Hocuspocus | |
Native Name: | |
Director: | Gustav Ucicky |
Producer: | Günther Stapenhorst |
Music: | Willy Schmidt-Gentner Robert Stolz |
Cinematography: | Carl Hoffmann |
Distributor: | UFA |
Runtime: | 83 minutes |
Country: | Germany |
Language: | German |
Hocuspocus (German: '''Hokuspokus''') is a 1930 German comedy film parallel version directed by Gustav Ucicky, starring Anglo-German Lilian Harvey, Willy Fritsch, and Oskar Homolka.[1] It was the first adaptation of the 1926 play Hokuspokus by Curt Goetz, but used different role names.

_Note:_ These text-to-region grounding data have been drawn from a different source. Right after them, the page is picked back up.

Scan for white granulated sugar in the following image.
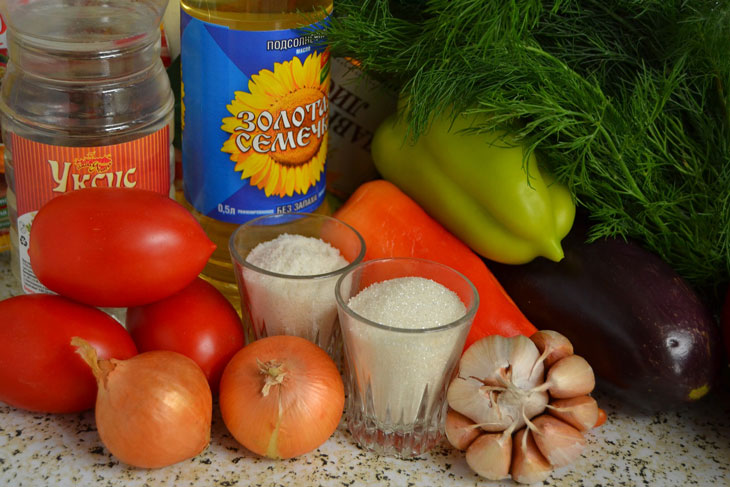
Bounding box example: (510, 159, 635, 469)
(242, 234, 349, 357)
(347, 276, 466, 329)
(246, 233, 348, 276)
(341, 276, 469, 428)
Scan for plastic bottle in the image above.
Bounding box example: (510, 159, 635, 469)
(0, 0, 175, 294)
(180, 0, 333, 308)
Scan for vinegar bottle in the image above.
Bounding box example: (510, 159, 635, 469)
(0, 0, 175, 295)
(180, 0, 333, 308)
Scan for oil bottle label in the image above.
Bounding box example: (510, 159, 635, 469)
(11, 128, 171, 294)
(180, 12, 330, 223)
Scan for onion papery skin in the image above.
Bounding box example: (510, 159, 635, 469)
(94, 351, 212, 468)
(219, 335, 345, 460)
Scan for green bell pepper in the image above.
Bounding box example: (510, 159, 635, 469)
(371, 111, 575, 264)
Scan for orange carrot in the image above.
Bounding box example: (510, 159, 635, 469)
(334, 180, 537, 350)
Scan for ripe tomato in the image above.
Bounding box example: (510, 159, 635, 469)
(126, 277, 245, 394)
(0, 294, 138, 413)
(29, 187, 216, 307)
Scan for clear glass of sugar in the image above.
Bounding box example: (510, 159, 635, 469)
(335, 257, 478, 458)
(229, 212, 365, 362)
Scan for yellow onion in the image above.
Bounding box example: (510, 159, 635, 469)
(219, 335, 344, 459)
(73, 337, 212, 468)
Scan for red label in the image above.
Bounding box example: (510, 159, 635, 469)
(13, 127, 170, 215)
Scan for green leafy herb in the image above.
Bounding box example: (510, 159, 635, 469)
(326, 0, 730, 300)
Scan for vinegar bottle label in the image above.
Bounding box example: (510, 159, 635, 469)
(11, 128, 171, 294)
(180, 12, 330, 223)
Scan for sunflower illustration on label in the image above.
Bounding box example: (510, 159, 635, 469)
(180, 11, 330, 223)
(221, 52, 329, 198)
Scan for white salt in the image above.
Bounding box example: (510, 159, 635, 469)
(243, 234, 349, 355)
(342, 277, 469, 428)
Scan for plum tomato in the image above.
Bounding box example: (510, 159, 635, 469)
(0, 294, 138, 413)
(29, 187, 216, 307)
(126, 277, 245, 394)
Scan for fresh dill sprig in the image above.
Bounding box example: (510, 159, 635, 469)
(326, 0, 730, 300)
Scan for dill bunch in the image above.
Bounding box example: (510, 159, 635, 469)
(327, 0, 730, 300)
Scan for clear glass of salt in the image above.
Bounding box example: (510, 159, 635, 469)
(229, 212, 365, 362)
(335, 257, 478, 458)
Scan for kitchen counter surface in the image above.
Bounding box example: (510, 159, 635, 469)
(1, 251, 729, 487)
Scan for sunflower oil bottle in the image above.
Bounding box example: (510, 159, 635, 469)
(180, 0, 333, 308)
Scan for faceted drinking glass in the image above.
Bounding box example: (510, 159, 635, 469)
(335, 257, 478, 458)
(229, 212, 365, 362)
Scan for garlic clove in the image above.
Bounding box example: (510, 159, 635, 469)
(465, 432, 512, 480)
(510, 428, 553, 484)
(509, 335, 546, 389)
(446, 376, 515, 432)
(545, 354, 595, 398)
(547, 396, 599, 432)
(531, 415, 586, 467)
(530, 330, 574, 367)
(445, 408, 481, 450)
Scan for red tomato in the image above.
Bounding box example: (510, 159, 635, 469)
(0, 294, 138, 413)
(29, 187, 216, 307)
(126, 277, 245, 394)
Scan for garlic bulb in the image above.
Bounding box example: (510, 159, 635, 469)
(445, 331, 602, 484)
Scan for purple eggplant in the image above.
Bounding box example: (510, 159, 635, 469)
(488, 226, 723, 410)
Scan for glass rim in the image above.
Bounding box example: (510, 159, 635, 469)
(229, 212, 367, 280)
(334, 257, 480, 335)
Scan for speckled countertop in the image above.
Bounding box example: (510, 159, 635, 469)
(1, 250, 729, 487)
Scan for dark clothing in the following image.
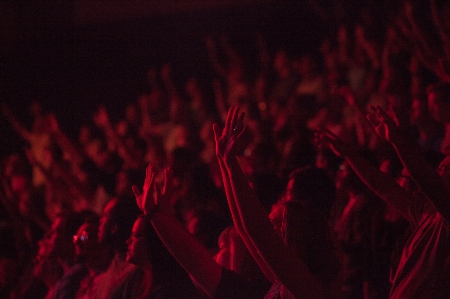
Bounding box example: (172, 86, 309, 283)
(214, 268, 271, 299)
(50, 263, 88, 299)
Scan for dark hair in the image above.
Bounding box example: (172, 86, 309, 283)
(281, 200, 340, 287)
(288, 165, 336, 215)
(61, 209, 98, 239)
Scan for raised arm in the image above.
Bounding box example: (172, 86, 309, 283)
(212, 109, 276, 283)
(1, 103, 33, 141)
(216, 107, 325, 299)
(367, 105, 450, 222)
(315, 128, 414, 223)
(132, 164, 222, 298)
(93, 106, 140, 169)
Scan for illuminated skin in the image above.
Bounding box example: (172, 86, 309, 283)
(125, 217, 150, 267)
(268, 203, 284, 239)
(98, 198, 117, 244)
(73, 222, 99, 259)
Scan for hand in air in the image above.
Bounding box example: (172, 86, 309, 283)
(366, 105, 401, 143)
(314, 128, 352, 157)
(212, 106, 247, 161)
(132, 164, 173, 216)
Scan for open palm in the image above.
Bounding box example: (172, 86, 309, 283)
(213, 106, 247, 161)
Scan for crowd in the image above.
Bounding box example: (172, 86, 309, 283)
(2, 1, 450, 298)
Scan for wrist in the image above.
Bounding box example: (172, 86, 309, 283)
(145, 205, 160, 219)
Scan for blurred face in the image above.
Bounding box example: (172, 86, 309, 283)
(73, 222, 99, 259)
(98, 199, 117, 244)
(437, 155, 450, 184)
(126, 218, 148, 265)
(428, 92, 450, 123)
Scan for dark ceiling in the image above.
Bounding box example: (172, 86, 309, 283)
(0, 1, 392, 157)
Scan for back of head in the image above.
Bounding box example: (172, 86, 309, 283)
(281, 196, 341, 292)
(288, 165, 336, 216)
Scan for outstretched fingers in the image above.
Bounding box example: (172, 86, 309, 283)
(234, 110, 246, 134)
(142, 163, 157, 215)
(366, 105, 381, 127)
(225, 107, 236, 136)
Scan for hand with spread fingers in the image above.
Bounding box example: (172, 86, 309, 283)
(212, 106, 247, 162)
(132, 163, 157, 216)
(132, 164, 174, 216)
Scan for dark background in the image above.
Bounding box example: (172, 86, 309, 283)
(0, 1, 395, 159)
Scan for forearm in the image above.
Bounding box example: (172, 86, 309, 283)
(223, 157, 324, 299)
(344, 151, 413, 222)
(150, 212, 222, 298)
(223, 156, 274, 248)
(391, 137, 450, 221)
(217, 156, 275, 282)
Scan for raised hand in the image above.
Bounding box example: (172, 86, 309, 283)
(132, 164, 174, 216)
(366, 105, 401, 143)
(314, 128, 353, 157)
(212, 106, 247, 161)
(132, 163, 157, 215)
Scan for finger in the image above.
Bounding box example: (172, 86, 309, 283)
(132, 185, 141, 199)
(149, 171, 156, 192)
(163, 168, 174, 196)
(144, 163, 153, 187)
(375, 106, 396, 127)
(143, 171, 156, 213)
(234, 112, 245, 133)
(212, 123, 221, 142)
(225, 107, 235, 135)
(366, 113, 380, 127)
(230, 106, 240, 130)
(132, 185, 143, 210)
(323, 128, 339, 140)
(235, 124, 248, 140)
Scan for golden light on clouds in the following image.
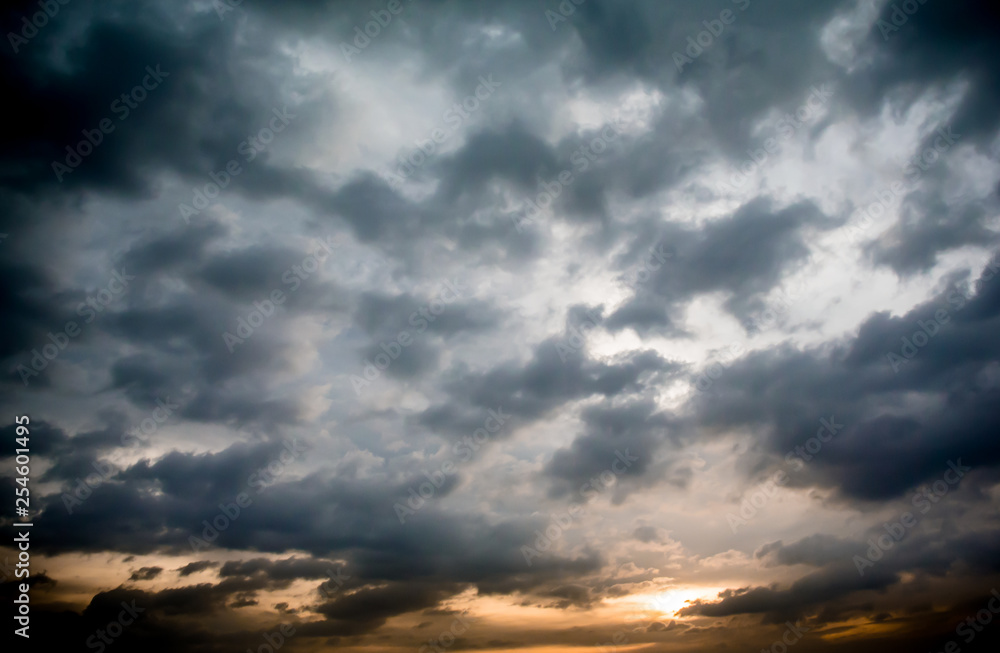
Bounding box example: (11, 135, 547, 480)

After unsuccessful painter Paul Kellermann has disappeared, interest in his paintings rises, until his soft-spoken widow Kitty Kellermann is accused to have murdered her husband by drowning him in a lake. A mysterious person warns the court president Grandt that somebody wants to kill him, and he sends a telegram to his friend and lawyer to come for support. The night before the court session that likely will sentence her, a surprise visitor shows up at night and seemingly provides ample evidence that his friend and lawyer, knowing about the terms in the testament, has the intention to take advantage of that, having bought a ticket well before he received the telegram. After making his point that things are not always as they may seem, as simple sleight of hand "hocus-pocus" tricks and a forged date on a ticket apparently had convinced the judge within minutes that his long-term friend has evil intentions, the visitor declares that he is Peter Bille, a former circus artist, escape artist, illusionist, speed painter, trick shooter and jurist, and that he will defend poor and innocent Mrs. Kellermann because her lawyer has stepped down.
The film sets were designed by the art directors Robert Herlth and Walter Röhrig. Both versions were shot at the Babelsberg Studios.
The English-language version was made at the same time, The Temporary Widow, the title referring to one of the paintings. Also directed by Ucicky and starring bi-lingual Lilian Harvey, Laurence Olivier acted in his first full movie.[2] Two more German movies were made after the war, both with the original role names (Agda Kjerulf instead of Kitty Kellermann, and so on), one with Curt Goetz himself, in 1953, and another, after Goetz's death, in 1966 (the latter in color).